Saturday, June 13, 2015

When You Get Them Seminary Blues

Summer reading list plus Summer drinking list.
It's a weird feeling.

Like when a relationship goes sour and ends.

Or like when your wife leaves for the weekend and you end up sleeping alone.

Or, even, when nothing bad happens and you are left with that empty feeling that can only be described as the seminary blues.

Seriously, this is a thing.

I've written two major papers this quarter, spent hours upon hours online, reading and talking and foruming it up with classmates over Paul, empire, textual criticism, sex, and social context. I don't know how weird it is to say this, but I've spent so much time in 33-62CE that I have forgotten to live in the twenty first century. In normal conversations with people at work, I've dropped Paulinist language almost by accident. A friend asked me if I thought something, and I said "by no means!"
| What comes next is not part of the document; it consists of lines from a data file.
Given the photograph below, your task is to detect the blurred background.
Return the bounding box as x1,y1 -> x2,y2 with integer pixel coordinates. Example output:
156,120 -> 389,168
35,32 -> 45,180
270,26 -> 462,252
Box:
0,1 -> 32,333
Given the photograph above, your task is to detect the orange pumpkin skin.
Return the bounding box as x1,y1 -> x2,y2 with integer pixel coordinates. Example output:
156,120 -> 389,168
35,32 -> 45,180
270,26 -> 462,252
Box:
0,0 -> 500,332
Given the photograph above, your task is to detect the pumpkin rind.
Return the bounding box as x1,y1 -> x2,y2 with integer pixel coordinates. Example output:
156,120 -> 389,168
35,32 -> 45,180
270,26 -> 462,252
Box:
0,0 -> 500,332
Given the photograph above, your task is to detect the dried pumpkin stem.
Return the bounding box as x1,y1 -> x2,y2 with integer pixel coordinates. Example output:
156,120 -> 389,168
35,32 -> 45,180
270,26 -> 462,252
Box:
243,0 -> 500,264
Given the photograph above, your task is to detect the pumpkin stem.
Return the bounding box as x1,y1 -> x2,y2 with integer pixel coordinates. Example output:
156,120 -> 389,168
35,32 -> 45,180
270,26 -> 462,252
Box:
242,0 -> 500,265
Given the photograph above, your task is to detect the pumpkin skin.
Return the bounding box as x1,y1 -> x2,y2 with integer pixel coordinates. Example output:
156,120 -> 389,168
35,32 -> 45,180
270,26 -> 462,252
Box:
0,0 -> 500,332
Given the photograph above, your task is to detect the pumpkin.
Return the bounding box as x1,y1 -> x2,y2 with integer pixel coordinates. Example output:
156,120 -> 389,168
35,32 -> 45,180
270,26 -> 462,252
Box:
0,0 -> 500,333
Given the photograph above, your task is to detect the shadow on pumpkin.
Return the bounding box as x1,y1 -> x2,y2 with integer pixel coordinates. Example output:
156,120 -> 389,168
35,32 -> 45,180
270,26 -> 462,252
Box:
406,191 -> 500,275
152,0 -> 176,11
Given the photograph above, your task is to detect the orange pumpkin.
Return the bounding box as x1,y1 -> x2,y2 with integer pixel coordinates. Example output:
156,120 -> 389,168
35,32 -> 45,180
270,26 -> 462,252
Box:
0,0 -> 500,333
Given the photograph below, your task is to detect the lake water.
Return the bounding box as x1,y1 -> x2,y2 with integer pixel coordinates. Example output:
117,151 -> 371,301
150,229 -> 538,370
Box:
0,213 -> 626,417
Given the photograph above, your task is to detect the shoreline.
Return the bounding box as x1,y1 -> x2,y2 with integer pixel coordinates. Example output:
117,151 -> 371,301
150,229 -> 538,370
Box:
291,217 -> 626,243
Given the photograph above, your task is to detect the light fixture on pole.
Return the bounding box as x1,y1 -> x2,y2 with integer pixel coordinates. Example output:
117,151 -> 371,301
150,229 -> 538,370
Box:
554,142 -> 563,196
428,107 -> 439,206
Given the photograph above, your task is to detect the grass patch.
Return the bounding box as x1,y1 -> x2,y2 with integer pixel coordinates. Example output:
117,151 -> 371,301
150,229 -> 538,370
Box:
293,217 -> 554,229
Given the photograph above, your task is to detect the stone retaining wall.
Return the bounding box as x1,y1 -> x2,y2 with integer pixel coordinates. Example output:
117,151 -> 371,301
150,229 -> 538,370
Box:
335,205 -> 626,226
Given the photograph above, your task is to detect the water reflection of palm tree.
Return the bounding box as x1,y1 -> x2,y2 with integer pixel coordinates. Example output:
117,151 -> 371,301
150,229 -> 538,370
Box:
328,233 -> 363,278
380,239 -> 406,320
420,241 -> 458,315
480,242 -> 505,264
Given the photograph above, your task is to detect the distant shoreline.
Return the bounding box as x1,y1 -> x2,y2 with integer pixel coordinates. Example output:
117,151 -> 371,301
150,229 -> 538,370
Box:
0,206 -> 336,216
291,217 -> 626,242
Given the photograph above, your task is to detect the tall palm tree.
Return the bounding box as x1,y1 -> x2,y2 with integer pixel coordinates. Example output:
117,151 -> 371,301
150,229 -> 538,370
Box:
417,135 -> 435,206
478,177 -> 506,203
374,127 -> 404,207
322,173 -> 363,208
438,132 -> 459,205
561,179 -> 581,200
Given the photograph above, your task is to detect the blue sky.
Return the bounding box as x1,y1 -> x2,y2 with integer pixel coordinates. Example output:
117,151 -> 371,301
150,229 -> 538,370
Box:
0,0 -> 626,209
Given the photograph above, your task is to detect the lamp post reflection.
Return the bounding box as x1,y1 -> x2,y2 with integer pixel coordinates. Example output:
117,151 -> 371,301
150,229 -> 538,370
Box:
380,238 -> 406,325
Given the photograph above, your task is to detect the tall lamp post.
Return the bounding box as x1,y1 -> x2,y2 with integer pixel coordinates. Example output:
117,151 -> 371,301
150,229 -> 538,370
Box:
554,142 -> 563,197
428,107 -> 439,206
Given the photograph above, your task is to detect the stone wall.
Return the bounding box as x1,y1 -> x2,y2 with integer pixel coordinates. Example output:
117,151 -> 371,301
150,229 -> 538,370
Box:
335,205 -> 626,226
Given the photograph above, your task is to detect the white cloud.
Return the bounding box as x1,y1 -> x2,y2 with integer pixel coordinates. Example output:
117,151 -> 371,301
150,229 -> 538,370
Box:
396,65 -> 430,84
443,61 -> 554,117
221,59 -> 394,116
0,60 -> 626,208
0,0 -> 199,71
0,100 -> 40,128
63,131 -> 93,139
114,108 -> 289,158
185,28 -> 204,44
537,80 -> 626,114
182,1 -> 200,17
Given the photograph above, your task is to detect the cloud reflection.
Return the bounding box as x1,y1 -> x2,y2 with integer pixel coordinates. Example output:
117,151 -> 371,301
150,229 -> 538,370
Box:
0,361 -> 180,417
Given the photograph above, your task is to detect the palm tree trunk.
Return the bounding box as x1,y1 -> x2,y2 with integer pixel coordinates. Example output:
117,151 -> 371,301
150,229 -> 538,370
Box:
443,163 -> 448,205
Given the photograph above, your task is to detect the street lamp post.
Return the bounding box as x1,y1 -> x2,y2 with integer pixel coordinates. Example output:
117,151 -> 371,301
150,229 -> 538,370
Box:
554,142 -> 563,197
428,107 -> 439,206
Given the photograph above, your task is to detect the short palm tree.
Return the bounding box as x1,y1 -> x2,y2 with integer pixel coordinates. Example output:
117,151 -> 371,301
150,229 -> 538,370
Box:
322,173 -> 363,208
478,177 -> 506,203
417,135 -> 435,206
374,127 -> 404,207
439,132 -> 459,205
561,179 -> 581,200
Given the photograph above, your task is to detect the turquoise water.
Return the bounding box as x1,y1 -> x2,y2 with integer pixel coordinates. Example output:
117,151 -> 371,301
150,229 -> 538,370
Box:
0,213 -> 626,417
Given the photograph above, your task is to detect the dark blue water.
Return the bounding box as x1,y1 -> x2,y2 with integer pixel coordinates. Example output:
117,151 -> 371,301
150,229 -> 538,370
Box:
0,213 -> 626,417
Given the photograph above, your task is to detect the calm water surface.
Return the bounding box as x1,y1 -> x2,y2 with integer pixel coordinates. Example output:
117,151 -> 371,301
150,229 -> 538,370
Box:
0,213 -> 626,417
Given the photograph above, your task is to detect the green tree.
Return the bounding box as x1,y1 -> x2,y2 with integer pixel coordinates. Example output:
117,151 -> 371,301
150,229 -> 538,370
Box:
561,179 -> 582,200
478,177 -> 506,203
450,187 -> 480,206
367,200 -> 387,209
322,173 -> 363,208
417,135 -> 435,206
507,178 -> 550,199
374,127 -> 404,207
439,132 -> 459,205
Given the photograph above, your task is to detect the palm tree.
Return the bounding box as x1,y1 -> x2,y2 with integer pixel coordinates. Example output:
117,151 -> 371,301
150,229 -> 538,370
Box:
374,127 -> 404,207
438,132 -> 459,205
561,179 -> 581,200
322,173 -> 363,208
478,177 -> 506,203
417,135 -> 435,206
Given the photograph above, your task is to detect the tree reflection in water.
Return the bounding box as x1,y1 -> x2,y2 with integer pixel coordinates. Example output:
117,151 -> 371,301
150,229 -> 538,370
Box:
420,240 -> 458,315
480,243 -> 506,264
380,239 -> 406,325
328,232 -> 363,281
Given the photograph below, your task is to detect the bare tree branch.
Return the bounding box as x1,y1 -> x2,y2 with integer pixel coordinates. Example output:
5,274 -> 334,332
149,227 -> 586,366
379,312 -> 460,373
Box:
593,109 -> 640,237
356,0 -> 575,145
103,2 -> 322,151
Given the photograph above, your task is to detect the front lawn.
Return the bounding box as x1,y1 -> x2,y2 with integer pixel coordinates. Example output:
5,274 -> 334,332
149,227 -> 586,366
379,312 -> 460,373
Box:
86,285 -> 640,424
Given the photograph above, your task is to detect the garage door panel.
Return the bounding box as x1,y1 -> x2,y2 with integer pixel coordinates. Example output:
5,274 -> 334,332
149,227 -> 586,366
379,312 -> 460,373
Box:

He looked at me like I had stuck my hand down my pants.

The feeling is like this: on a Monday I get up at 330am, drive to work from 4am to 5am, work from 5 until the mid-afternoon, go to Irvine (a ten mile drive north of work), sit around and write for 2 hours, sit in class for 3 hours, and go home. Most of the day is spent driving, working, listening to lectures, reading, writing, and listening to lectures.

And now I have nothing to do besides work.

No reports. No forum debates. No papers. No research. Nothing.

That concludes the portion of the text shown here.